Japonya Grand Prix’sinden dördüncü sırada ayrılan Charles Leclerc, hayal kırıklığı yaşadı. Ferrari pilotu, aradaki farkı kapatmak için araca acil güncellemeler yapılması gerektiğini savundu. Takım patronu Frédéric Vasseur ise öncelikle aracın potansiyelinin tam olarak anlaşılması gerektiğini belirtti.
Suzuka’daki yarışta elde edilen 18 puan, Ferrari’nin önceki iki yarışta topladığı puanların iki katına denk geliyor. Ancak bu sonuç, Ferrari’nin sezon başı hedeflerinden hâlâ çok uzak. Çin’de yaşanan hayal kırıklığının ardından takımın puan alması önemliydi ama genel tablo hâlâ endişe verici.
Leclerc, yarış sonunda ortaya çıkan tabloyu iki farklı yönüyle değerlendirdi. Bir yanda aracından maksimumu almanın verdiği memnuniyet, diğer yanda bunun artık podyum için yeterli olmaması. En büyük soru işareti ise eksik performansın nereden kazanılabileceği.
Vasseur, araçtaki eksiklikleri anlamadan güncelleme yapmak yerine, aracı daha iyi tanımayı öncelik olarak görüyor. Geçen yıl da benzer bir stratejiyle sezon içinde gelişim sağlayan Ferrari, bu sezon da aynı yolu izlemeye kararlı. Ancak Leclerc’in sözleri, bu stratejiye karşı daha temkinli bir duruş sergilediğini gösterdi. Monakolu pilota göre Suzuka’da görülen performans, aracın şu anda verebileceği maksimum seviyeyi temsil ediyor olabilir.

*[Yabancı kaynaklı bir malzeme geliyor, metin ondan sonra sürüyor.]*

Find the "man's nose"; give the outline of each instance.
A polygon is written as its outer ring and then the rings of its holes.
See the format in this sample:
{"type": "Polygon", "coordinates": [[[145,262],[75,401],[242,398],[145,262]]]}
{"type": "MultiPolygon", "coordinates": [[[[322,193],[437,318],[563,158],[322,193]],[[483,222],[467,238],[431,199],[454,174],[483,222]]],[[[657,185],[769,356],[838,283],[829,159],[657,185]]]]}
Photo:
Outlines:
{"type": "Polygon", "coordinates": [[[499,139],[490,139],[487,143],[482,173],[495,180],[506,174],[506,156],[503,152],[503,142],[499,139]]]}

Hafta sonu boyunca Leclerc, istikrarlı bir performans sergiledi. Cumartesi günkü sıralama turlarında attığı başarılı tur sayesinde yarışta Mercedes pilotlarının önünde kalmayı başardı. Yarışa orta hamur lastiklerle başlayan Leclerc’in stratejisi, Hamilton’ın tercih ettiği sert lastiklere göre farklıydı. Ancak yeni asfaltın lastiklere karşı beklenenden daha yumuşak davranması, stratejik farklılıkların etkisini azaltmış oldu.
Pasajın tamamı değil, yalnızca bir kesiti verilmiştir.